This study shows that conventional wisdom isn’t the best approach. What you eat makes a difference.
Dr. Frank B. Hu, a nutrition expert at the Harvard School of Public Health and a co-author of the new analysis, said: “In the past, too much emphasis has been put on single factors in the diet. But looking for a magic bullet hasn’t solved the problem of obesity.” Also untrue, Dr. Mozaffarian said, is the food industry’s claim that there’s no such thing as a bad food.
The beauty of the new study is its ability to show, based on real-life experience, how small changes in eating, exercise and other habits can result in large changes in body weight over the years. (Gary Taubes explores this in Why We Get Fat).
On average, study participants gained a pound a year, which added up to 20 pounds in 20 years. Some gained much more, about four pounds a year, while a few managed to stay the same or even lose weight.
Participants who were overweight at the study’s start tended to gain the most weight, which seriously raised their risk of obesity-related diseases, Dr. Hu said. “People who are already overweight have to be particularly careful about what they eat,” he said.
The foods that contributed to the greatest weight gain were not surprising. French fries led the list: Increased consumption of this food alone was linked to an average weight gain of 3.4 pounds in each four-year period. Other important contributors were potato chips (1.7 pounds), sugar-sweetened drinks (1 pound), red meats and processed meats (0.95 and 0.93 pound, respectively), other forms of potatoes (0.57 pound), sweets and desserts (0.41 pound), refined grains (0.39 pound), other fried foods (0.32 pound), 100-percent fruit juice (0.31 pound) and butter (0.3 pound).
…And despite conventional advice to eat less fat, weight loss was greatest among people who ate more yogurt and nuts, including peanut butter, over each four-year period.
Nuts are high in vegetable fat, and previous small studies have shown that eating peanut butter can help people lose weight and keep it off, probably because it slows the return of hunger.
That yogurt, among all foods, was most strongly linked to weight loss was the study’s most surprising dietary finding, the researchers said. Participants who ate more yogurt lost an average of 0.82 pound every four years.

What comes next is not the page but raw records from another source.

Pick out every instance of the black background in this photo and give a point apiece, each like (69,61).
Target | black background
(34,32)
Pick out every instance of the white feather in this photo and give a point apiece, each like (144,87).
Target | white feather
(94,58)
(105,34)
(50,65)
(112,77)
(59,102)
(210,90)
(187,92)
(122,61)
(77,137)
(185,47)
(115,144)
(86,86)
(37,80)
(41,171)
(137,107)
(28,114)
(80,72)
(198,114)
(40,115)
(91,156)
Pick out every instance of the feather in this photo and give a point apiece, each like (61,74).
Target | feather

Yogurt contains healthful bacteria that in animal studies increase production of intestinal hormones that enhance satiety and decrease hunger, Dr. Hu said. The bacteria may also raise the body’s metabolic rate, making weight control easier.

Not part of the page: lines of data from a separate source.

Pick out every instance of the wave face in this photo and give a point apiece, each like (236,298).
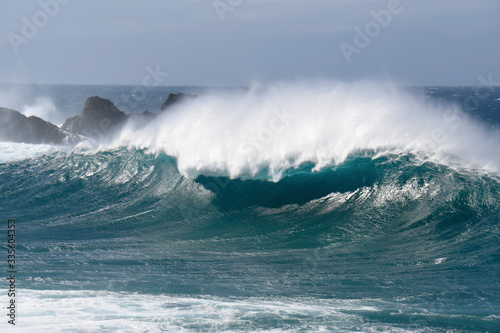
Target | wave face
(363,226)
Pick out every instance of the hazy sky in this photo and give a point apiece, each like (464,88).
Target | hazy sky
(236,42)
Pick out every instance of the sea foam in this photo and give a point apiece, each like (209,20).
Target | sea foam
(270,129)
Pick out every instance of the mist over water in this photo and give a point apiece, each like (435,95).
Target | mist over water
(291,207)
(268,129)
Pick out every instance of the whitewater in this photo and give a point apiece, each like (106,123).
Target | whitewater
(291,207)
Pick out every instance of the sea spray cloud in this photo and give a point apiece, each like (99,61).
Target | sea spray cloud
(43,107)
(328,121)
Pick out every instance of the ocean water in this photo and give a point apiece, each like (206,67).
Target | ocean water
(299,207)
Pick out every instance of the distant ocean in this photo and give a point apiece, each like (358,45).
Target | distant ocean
(320,207)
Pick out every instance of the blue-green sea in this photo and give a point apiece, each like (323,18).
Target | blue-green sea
(321,207)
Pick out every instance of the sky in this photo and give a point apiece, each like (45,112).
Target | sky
(240,42)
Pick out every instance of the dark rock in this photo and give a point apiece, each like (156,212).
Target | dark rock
(98,117)
(173,99)
(16,127)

But, consistent with the new study’s findings, metabolism takes a hit from refined carbohydrates — sugars and starches stripped of their fiber, like white flour. When Dr. David Ludwig of Children’s Hospital Boston compared the effects of refined carbohydrates with the effects of whole grains in both animals and people, he found that metabolism, which determines how many calories are used at rest, slowed with the consumption of refined grains but stayed the same after consumption of whole grains.